Die am häufigsten verwendete Tiefdrucktinte für den Druck auf Nylonfolie ist Polyurethanharztinte. Im Polyurethansystem können die Amingruppen im Bindemittel der Tinte den Härter des Klebstoffs verdauen, was dazu führt, dass die Tinte nicht trocknet. Darüber hinaus enthalten Polyurethan-Tintensysteme häufig Trihydroxy-modifiziertes Chloressigsäureharz, was einer der Faktoren ist, die dazu führen, dass die Tinte nicht trocknet. Daher sollte bei der Verwendung von Polyurethan-Tinte ein Härter zugesetzt werden, oder bei der Formulierung des Klebstoffs sollten Ketonlösungsmittel als echte Lösungsmittel zum Auflösen des Harzes in der Tinte verwendet werden. Zu den häufig verwendeten Lösungsmitteln für Polyurethanharztinten gehören Butanon (Methyl- und Ethylketon), Isopropanol, Toluol und andere Lösungsmittel. Unter diesen Lösungsmitteln weist Butanon die schnellste Flüchtigkeit auf. Wenn die Butanonmenge während des Druckvorgangs nicht rechtzeitig aufgefüllt wird, kann sich die Tinte im Tintentank aufgrund der schlechten Löslichkeit des Harzes ausdehnen, was zu einem Anstieg der Viskosität führt und die Haftung der Tinte auf der Folie beeinträchtigt. Daher muss bei der Verwendung von Polyurethan-Tinte eine ausreichende Menge Butanon im Verdünnungslösungsmittel vorhanden sein, um die Löslichkeitsanforderungen des Harzes zu erfüllen. Im Sommer steigt beim Drucken mit Polyurethan-Tinte die Viskosität der Tinte schnell an. Während des Betriebs sollten Lösungsmittel rechtzeitig hinzugefügt werden, um eine relativ niedrige Viskosität der Tinte im Tintentank aufrechtzuerhalten, um eine stabile Druckqualität zu gewährleisten und Probleme wie fehlendes Drucken, geringer Punktverlust, Farbunterschiede, blockierende Platten und Kleben auf der Rückseite zu vermeiden. Zusätzlich können 8 bis 15 % Härter zugesetzt werden, um ein Austrocknen des Klebers zu verhindern.

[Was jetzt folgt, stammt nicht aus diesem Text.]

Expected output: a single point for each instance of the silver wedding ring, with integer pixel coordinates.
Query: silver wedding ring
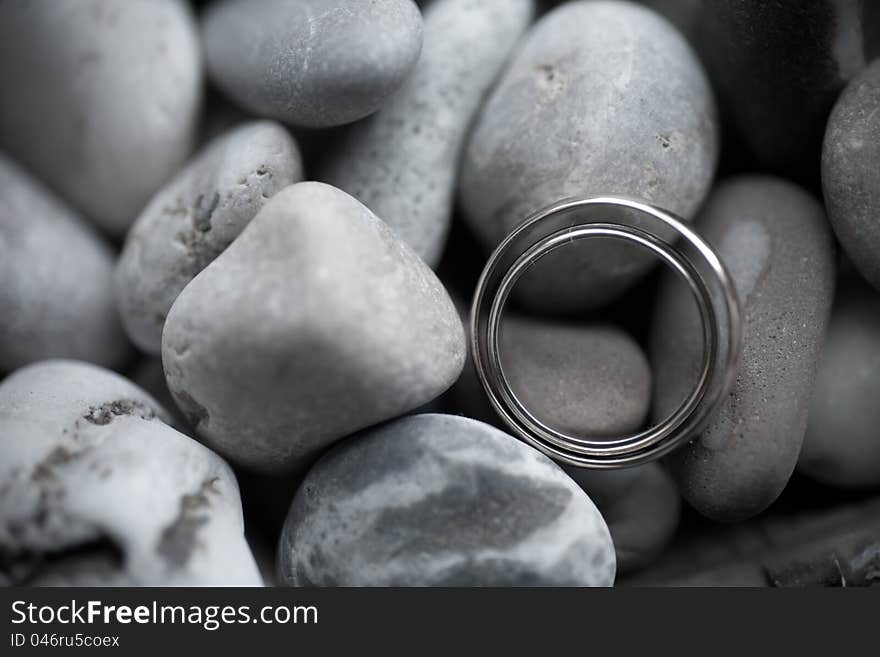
(667, 237)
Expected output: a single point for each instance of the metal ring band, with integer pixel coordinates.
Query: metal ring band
(588, 218)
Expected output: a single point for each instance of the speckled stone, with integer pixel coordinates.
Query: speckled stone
(641, 506)
(95, 489)
(842, 445)
(439, 500)
(402, 162)
(314, 63)
(851, 172)
(193, 218)
(101, 98)
(56, 295)
(586, 108)
(315, 323)
(775, 241)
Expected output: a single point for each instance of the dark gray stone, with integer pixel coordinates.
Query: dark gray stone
(314, 63)
(96, 489)
(586, 108)
(402, 162)
(101, 98)
(194, 217)
(778, 68)
(315, 323)
(842, 445)
(439, 500)
(776, 243)
(851, 172)
(56, 295)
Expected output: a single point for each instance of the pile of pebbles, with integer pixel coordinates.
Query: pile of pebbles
(239, 239)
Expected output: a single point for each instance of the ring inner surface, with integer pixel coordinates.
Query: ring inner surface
(604, 446)
(623, 219)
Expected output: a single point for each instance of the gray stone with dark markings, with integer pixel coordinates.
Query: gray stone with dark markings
(441, 500)
(194, 217)
(315, 323)
(587, 108)
(56, 280)
(641, 506)
(776, 242)
(402, 162)
(314, 63)
(96, 489)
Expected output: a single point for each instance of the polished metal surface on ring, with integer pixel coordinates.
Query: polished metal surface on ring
(675, 243)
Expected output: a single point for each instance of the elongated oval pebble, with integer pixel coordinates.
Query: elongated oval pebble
(402, 162)
(440, 500)
(842, 445)
(194, 217)
(585, 108)
(56, 295)
(98, 490)
(315, 323)
(851, 172)
(106, 97)
(314, 63)
(775, 241)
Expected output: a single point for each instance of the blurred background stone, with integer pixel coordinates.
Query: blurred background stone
(314, 63)
(842, 445)
(101, 98)
(851, 172)
(56, 295)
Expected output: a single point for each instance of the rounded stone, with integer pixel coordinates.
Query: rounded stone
(106, 98)
(585, 108)
(56, 296)
(315, 323)
(439, 500)
(851, 172)
(194, 217)
(777, 245)
(313, 63)
(641, 506)
(402, 162)
(842, 445)
(96, 490)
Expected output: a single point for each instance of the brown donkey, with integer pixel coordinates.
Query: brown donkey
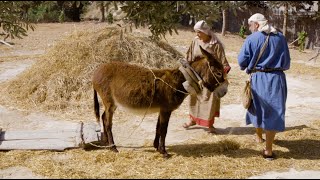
(138, 88)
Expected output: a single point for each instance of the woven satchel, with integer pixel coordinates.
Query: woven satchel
(246, 95)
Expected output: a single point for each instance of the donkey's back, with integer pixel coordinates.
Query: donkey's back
(133, 87)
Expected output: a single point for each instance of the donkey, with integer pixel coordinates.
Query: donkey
(137, 88)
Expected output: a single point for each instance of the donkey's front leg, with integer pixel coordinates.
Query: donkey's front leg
(156, 139)
(108, 126)
(164, 121)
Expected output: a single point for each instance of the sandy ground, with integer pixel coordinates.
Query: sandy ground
(302, 108)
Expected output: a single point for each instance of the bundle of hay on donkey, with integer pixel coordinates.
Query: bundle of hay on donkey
(60, 82)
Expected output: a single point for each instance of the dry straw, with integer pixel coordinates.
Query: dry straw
(61, 80)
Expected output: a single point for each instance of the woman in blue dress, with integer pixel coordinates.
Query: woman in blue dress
(268, 80)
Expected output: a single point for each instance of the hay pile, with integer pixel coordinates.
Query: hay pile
(61, 81)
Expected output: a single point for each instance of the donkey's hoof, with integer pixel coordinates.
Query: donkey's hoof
(114, 149)
(166, 156)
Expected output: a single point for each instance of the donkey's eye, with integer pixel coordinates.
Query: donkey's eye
(218, 74)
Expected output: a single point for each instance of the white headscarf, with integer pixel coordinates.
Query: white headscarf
(203, 27)
(263, 23)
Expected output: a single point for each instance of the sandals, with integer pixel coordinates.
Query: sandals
(212, 130)
(187, 125)
(258, 140)
(267, 157)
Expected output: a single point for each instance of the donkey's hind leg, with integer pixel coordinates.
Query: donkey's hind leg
(104, 137)
(161, 132)
(107, 123)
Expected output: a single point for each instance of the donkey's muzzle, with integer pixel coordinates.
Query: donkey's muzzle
(222, 89)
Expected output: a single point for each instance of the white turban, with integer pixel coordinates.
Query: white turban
(203, 27)
(263, 23)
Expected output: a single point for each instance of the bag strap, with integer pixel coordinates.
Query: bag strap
(262, 50)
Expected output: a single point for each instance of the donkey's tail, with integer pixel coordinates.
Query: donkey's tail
(96, 105)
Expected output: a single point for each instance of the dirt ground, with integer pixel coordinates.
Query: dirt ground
(303, 102)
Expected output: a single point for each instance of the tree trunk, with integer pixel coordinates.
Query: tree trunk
(224, 14)
(103, 18)
(285, 18)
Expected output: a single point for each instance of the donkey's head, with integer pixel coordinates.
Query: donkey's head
(210, 70)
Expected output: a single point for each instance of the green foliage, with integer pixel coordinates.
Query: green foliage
(242, 31)
(47, 11)
(302, 40)
(110, 18)
(164, 16)
(13, 23)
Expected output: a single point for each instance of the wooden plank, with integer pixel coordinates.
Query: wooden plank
(28, 135)
(90, 133)
(6, 43)
(38, 144)
(53, 139)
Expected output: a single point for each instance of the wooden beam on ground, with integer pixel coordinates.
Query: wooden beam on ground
(55, 139)
(2, 41)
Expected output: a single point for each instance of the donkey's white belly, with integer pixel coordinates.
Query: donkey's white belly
(138, 111)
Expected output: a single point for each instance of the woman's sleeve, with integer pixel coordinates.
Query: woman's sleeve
(220, 55)
(244, 56)
(190, 52)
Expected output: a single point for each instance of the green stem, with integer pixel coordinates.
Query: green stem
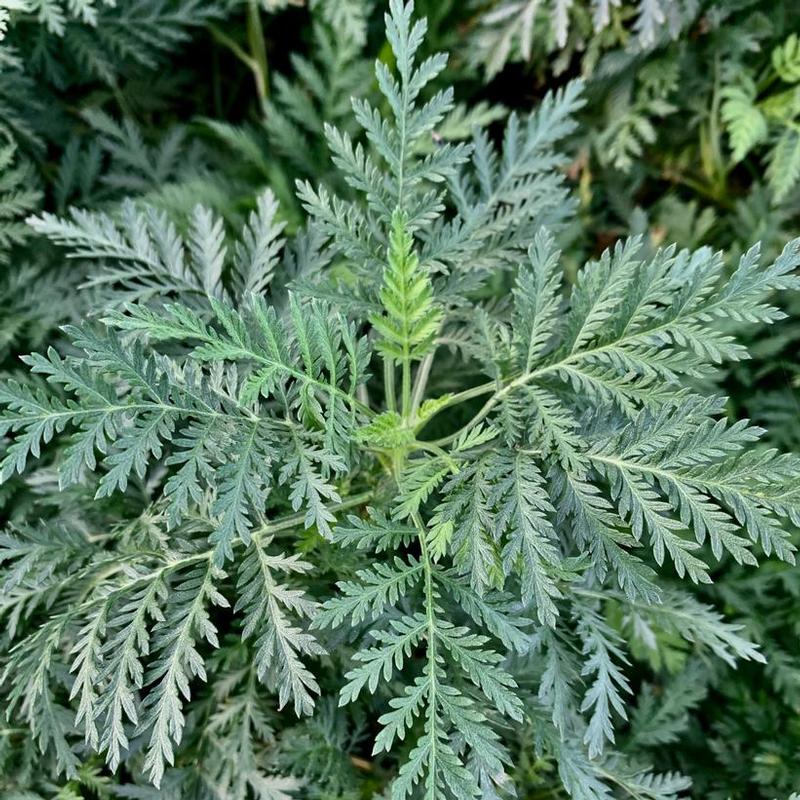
(420, 384)
(258, 49)
(406, 388)
(388, 383)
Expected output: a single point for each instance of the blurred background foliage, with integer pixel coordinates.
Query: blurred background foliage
(691, 134)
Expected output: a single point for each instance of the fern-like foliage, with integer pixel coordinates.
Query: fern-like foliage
(537, 483)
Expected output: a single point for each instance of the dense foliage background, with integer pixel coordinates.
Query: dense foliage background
(689, 133)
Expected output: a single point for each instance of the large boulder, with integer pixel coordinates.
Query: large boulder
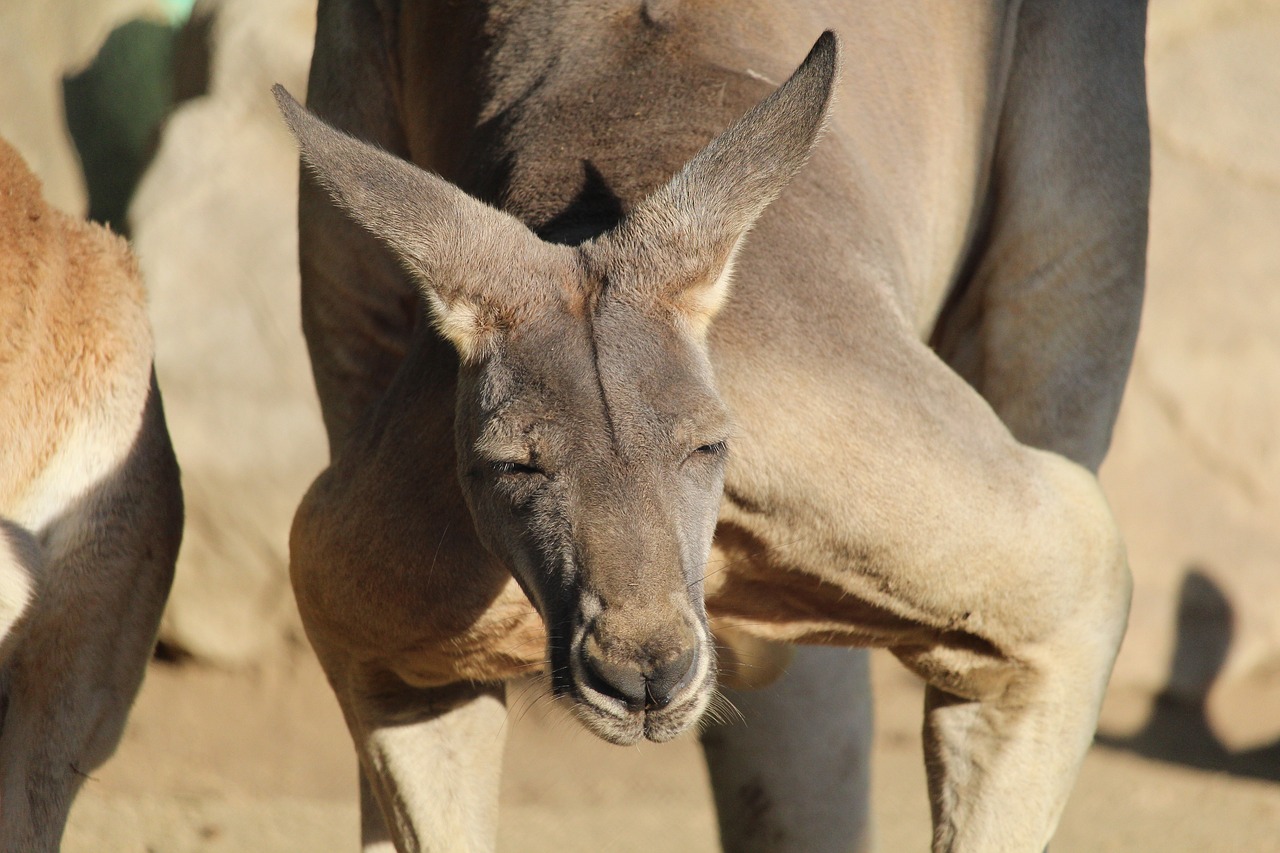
(214, 228)
(1194, 471)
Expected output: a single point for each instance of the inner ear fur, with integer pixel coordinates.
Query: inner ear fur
(677, 247)
(480, 269)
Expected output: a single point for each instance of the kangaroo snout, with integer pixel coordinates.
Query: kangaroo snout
(643, 678)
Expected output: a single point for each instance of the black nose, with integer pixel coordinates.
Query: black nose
(640, 683)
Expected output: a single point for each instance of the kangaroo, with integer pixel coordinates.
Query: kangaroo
(602, 377)
(90, 503)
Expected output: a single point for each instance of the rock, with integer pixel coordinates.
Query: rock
(1194, 471)
(40, 42)
(214, 228)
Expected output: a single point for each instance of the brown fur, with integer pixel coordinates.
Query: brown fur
(90, 505)
(982, 186)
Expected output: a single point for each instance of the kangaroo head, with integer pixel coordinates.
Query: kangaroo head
(590, 439)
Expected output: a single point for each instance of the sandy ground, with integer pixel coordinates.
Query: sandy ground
(260, 761)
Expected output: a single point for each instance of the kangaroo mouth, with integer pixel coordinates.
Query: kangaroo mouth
(627, 710)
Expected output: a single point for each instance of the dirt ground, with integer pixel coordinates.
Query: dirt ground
(260, 761)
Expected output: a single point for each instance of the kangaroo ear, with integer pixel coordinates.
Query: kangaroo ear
(679, 245)
(469, 259)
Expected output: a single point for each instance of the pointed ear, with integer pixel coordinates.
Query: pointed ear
(679, 245)
(465, 256)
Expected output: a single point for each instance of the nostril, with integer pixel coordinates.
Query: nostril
(666, 680)
(620, 682)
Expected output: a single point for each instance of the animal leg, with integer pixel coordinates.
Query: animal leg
(19, 568)
(85, 643)
(794, 772)
(357, 308)
(430, 761)
(1046, 327)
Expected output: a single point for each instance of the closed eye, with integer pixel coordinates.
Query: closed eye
(714, 448)
(513, 468)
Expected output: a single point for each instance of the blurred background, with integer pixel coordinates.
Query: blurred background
(155, 118)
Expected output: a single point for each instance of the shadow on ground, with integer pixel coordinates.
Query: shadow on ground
(1178, 729)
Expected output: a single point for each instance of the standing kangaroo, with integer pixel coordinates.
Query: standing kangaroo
(90, 503)
(676, 370)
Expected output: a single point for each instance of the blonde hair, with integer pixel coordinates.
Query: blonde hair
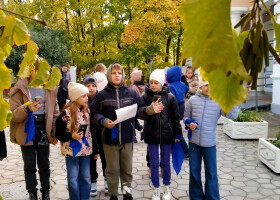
(73, 126)
(100, 67)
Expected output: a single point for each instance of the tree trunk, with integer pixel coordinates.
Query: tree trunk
(179, 45)
(167, 48)
(67, 20)
(93, 39)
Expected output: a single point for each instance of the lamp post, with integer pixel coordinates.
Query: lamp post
(151, 62)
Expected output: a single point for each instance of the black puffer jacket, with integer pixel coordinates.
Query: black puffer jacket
(110, 99)
(163, 127)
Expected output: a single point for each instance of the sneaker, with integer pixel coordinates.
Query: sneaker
(166, 193)
(156, 194)
(93, 190)
(105, 187)
(33, 196)
(46, 195)
(142, 136)
(127, 193)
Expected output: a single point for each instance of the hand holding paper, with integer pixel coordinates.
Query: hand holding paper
(126, 113)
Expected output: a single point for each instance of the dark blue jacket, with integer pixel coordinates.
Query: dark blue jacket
(110, 99)
(162, 128)
(177, 87)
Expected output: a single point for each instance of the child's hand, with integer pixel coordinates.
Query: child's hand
(108, 123)
(33, 106)
(77, 136)
(158, 106)
(193, 126)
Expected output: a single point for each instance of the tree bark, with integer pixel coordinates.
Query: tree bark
(167, 48)
(179, 45)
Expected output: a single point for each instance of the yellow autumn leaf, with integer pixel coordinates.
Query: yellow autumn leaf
(227, 88)
(209, 40)
(54, 79)
(5, 113)
(5, 74)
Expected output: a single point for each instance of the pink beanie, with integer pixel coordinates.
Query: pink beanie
(136, 75)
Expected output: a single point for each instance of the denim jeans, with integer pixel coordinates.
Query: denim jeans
(208, 154)
(165, 150)
(38, 152)
(78, 176)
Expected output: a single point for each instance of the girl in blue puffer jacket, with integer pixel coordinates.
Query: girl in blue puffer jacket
(201, 116)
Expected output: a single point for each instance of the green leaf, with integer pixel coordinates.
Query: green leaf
(228, 88)
(209, 40)
(29, 59)
(42, 75)
(21, 34)
(54, 79)
(240, 40)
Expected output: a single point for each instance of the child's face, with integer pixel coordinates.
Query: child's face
(82, 101)
(64, 69)
(205, 90)
(116, 76)
(155, 86)
(189, 73)
(91, 89)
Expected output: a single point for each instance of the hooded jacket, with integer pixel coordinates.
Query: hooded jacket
(177, 87)
(19, 95)
(206, 113)
(162, 128)
(110, 99)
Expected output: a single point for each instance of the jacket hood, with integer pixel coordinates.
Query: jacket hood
(165, 90)
(109, 73)
(174, 74)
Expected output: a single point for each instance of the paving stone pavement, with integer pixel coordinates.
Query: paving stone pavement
(241, 174)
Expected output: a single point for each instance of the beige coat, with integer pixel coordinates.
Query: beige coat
(19, 95)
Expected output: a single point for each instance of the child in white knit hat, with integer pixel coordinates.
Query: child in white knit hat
(73, 131)
(160, 131)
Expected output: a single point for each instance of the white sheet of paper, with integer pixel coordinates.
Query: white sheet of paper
(126, 113)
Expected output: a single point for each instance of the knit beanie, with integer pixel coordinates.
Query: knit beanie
(136, 75)
(158, 75)
(202, 83)
(89, 79)
(76, 90)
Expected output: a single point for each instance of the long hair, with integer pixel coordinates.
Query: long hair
(73, 108)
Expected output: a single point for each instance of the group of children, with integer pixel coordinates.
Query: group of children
(87, 129)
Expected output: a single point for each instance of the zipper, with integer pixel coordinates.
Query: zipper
(202, 121)
(120, 124)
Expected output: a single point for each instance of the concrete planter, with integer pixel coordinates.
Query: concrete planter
(221, 120)
(245, 130)
(269, 154)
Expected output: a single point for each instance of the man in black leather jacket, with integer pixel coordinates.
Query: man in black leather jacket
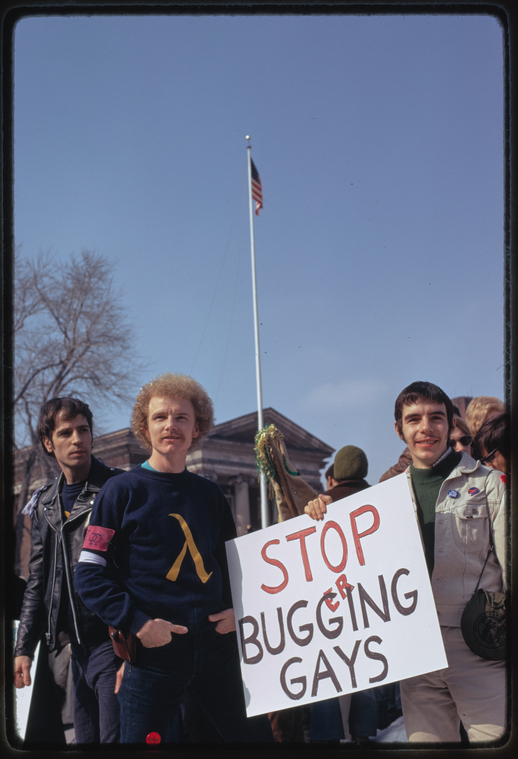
(60, 514)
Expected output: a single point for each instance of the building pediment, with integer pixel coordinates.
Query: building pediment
(244, 428)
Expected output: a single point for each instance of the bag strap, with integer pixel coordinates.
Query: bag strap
(492, 548)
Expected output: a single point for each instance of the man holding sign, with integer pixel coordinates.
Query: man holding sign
(460, 507)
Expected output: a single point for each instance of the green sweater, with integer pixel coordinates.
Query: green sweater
(427, 483)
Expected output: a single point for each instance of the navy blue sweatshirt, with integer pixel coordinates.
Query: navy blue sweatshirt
(155, 548)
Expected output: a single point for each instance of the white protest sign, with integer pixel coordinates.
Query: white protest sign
(328, 607)
(23, 696)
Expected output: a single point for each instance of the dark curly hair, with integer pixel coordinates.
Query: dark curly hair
(47, 420)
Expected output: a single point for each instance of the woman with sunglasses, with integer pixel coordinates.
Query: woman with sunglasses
(491, 443)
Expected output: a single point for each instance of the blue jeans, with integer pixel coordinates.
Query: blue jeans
(152, 689)
(96, 707)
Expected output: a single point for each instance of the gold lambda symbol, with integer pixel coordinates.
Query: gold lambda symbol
(196, 557)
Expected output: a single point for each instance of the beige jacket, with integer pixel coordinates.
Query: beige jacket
(463, 522)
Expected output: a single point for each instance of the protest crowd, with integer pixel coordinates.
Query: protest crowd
(129, 592)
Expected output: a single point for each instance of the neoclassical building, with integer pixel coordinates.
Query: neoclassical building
(227, 457)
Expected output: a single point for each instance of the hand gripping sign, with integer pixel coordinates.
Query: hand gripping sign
(335, 606)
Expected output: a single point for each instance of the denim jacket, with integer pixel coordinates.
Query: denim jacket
(470, 507)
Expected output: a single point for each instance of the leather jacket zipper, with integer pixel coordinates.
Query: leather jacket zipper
(49, 619)
(69, 578)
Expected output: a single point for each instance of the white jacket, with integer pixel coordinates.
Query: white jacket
(463, 521)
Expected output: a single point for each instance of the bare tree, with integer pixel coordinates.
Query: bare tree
(71, 337)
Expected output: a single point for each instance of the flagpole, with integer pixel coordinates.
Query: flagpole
(262, 478)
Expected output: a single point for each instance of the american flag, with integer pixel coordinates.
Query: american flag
(257, 190)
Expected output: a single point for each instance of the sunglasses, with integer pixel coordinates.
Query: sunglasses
(464, 440)
(489, 456)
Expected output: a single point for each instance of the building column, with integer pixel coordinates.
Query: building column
(241, 504)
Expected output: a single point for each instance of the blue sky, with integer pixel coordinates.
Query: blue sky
(379, 141)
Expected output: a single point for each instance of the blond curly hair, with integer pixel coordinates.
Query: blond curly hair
(480, 408)
(170, 385)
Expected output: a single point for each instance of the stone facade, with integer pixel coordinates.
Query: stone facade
(225, 456)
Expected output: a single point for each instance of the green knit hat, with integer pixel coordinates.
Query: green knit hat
(350, 464)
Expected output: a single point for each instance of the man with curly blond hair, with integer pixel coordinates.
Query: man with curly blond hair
(154, 564)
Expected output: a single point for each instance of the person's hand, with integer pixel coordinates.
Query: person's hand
(118, 678)
(225, 620)
(317, 508)
(157, 632)
(22, 669)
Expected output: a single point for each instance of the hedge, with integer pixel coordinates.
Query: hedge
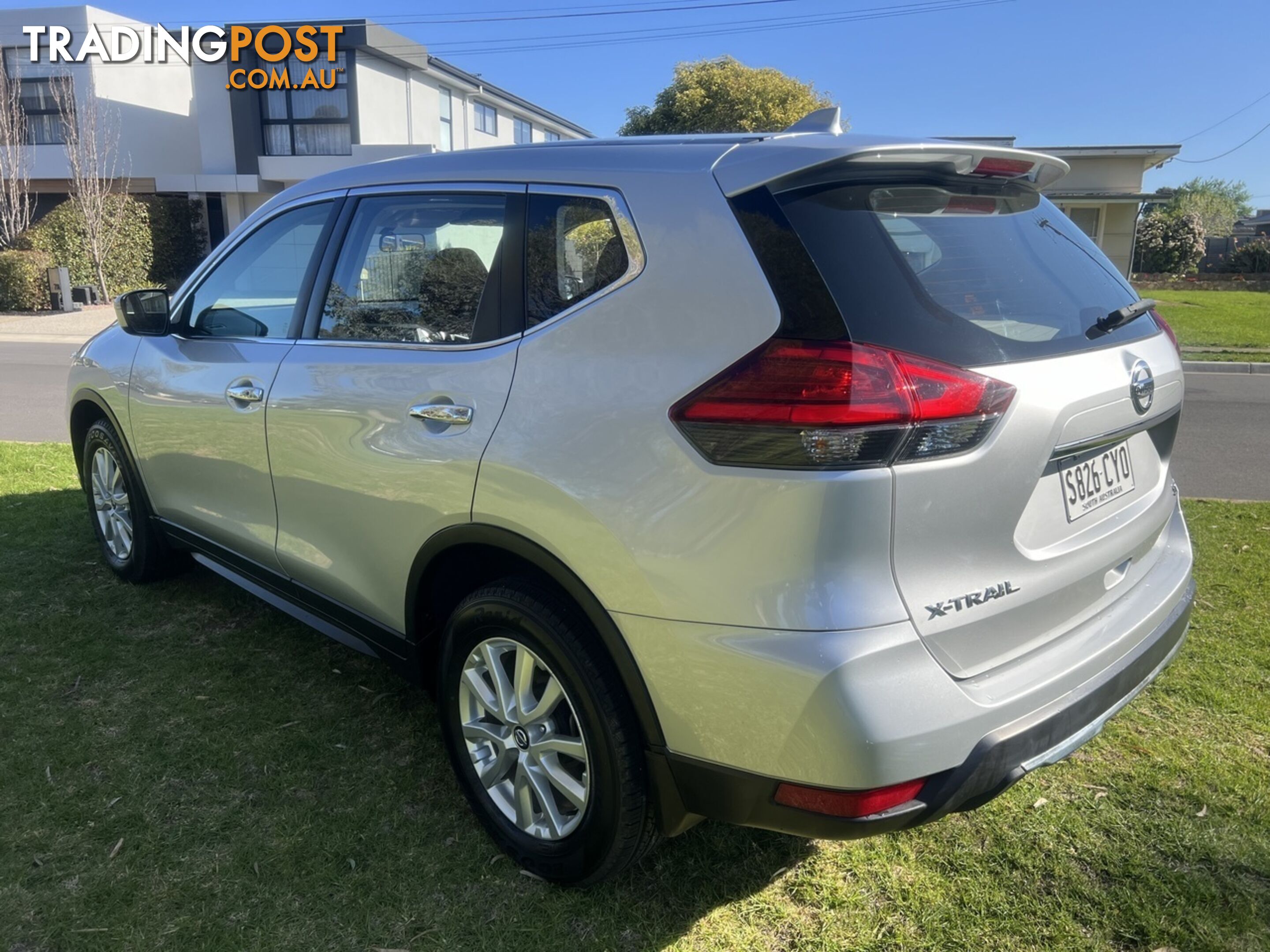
(23, 281)
(159, 245)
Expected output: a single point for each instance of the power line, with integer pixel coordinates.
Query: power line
(1214, 158)
(715, 31)
(1194, 135)
(694, 30)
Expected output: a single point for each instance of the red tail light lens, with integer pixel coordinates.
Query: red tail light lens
(1004, 168)
(1165, 327)
(848, 803)
(831, 405)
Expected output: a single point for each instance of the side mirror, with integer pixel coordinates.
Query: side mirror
(144, 312)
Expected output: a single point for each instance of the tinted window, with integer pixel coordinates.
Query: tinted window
(253, 291)
(573, 249)
(966, 273)
(418, 270)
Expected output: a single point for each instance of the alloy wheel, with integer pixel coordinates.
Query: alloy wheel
(112, 506)
(524, 739)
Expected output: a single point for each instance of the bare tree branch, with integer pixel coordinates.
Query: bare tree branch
(98, 175)
(16, 200)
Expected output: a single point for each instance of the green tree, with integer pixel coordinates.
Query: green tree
(1217, 202)
(725, 96)
(1169, 243)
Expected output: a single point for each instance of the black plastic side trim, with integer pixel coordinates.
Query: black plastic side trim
(325, 615)
(497, 537)
(808, 310)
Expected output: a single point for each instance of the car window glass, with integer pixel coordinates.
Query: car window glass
(573, 249)
(418, 270)
(253, 291)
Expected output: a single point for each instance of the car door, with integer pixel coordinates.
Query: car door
(380, 414)
(197, 397)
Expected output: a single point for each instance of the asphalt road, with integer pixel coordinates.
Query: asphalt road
(1223, 450)
(34, 390)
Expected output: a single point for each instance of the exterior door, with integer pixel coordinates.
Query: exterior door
(197, 397)
(379, 418)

In den gemischten Lösungsmitteln, die der Druckfarbe zugesetzt werden, können einige Lösungsmittel das Bindemittel in der Tinte auflösen, sogenannte echte Lösungsmittel, während andere, wenn sie allein verwendet werden, das Bindemittel nicht auflösen können, sogenannte falsche Lösungsmittel. Aufgrund der unterschiedlichen Flüchtigkeit von Lösungsmitteln kann es zu einer Störung des Lösungsmittelanteils in der Tinte kommen, wenn das eigentliche Lösungsmittel zuerst verdunstet, was zu Phänomenen wie der Ausfällung von Tintenharz führen kann. Daher sollten echte Lösungsmittel rechtzeitig hinzugefügt werden. Wenn das Lösungsmittelgleichgewicht schlecht ist, sollten einige langsamer verdampfende echte Lösungsmittel hinzugefügt werden, um das Gleichgewicht der Lösungsmittelflüchtigkeiten aufrechtzuerhalten. Verschiedene Tintentypen verwenden je nach Tintenharz unterschiedliche echte Lösungsmittel. Es ist wichtig, die Art der verwendeten Harztinte zu bestimmen, bevor Sie das richtige Lösungsmittel auswählen.

Feuchtigkeit, die in Klebstoffsysteme eindringt, die Isocyanatgruppen (--NCO) enthalten, kann zu Gelierung und Weißfärbung führen. Dies liegt hauptsächlich daran, dass 1 Mol Wasser (H2O) mit 1 Mol Isocyanatgruppen enthaltendem Härter (-NCO) im Klebstoff reagieren kann, um Amin und Kohlendioxid zu erzeugen: R-NCO + H2O → R-NH2 + CO2 ↑. Obwohl diese Reaktion nicht sehr schnell abläuft, ist sie viel schneller als die Reaktion mit dem Hauptwirkstoff (einige Experimente haben gezeigt, dass sie mehr als zehnmal schneller abläuft). Da der Härter zuerst mit Wasser reagiert, verändert er das Verhältnis des Hauptwirkstoffs zum Härter und verhindert so, dass der Klebstoff richtig aushärtet. Das bei der Reaktion mit Wasser entstehende Amin reagiert weiterhin mit 1 Mol Isocyanatgruppe (-NCO) und erzeugt ein Biuret: R-NCO + R2--NH2--RNHCONHR↓. Das Produkt ist ein weißer Kristall, der in Ethylacetat unlöslich ist und den Klebstoff weiß werden lässt. Das angesammelte Biuret führt dazu, dass die Verbundwalze verstopft, was zu unzureichendem Klebstoff und fehlerhaften Produkten führt.

In Unternehmen kommt es häufig vor, dass der Klebstoff morgens normal ist, nachmittags jedoch trüb und weiß wird und Niederschläge fallen. Daher sollten Klebstoffe bei der Formulierung sofort verwendet und nicht zu lange gelagert werden.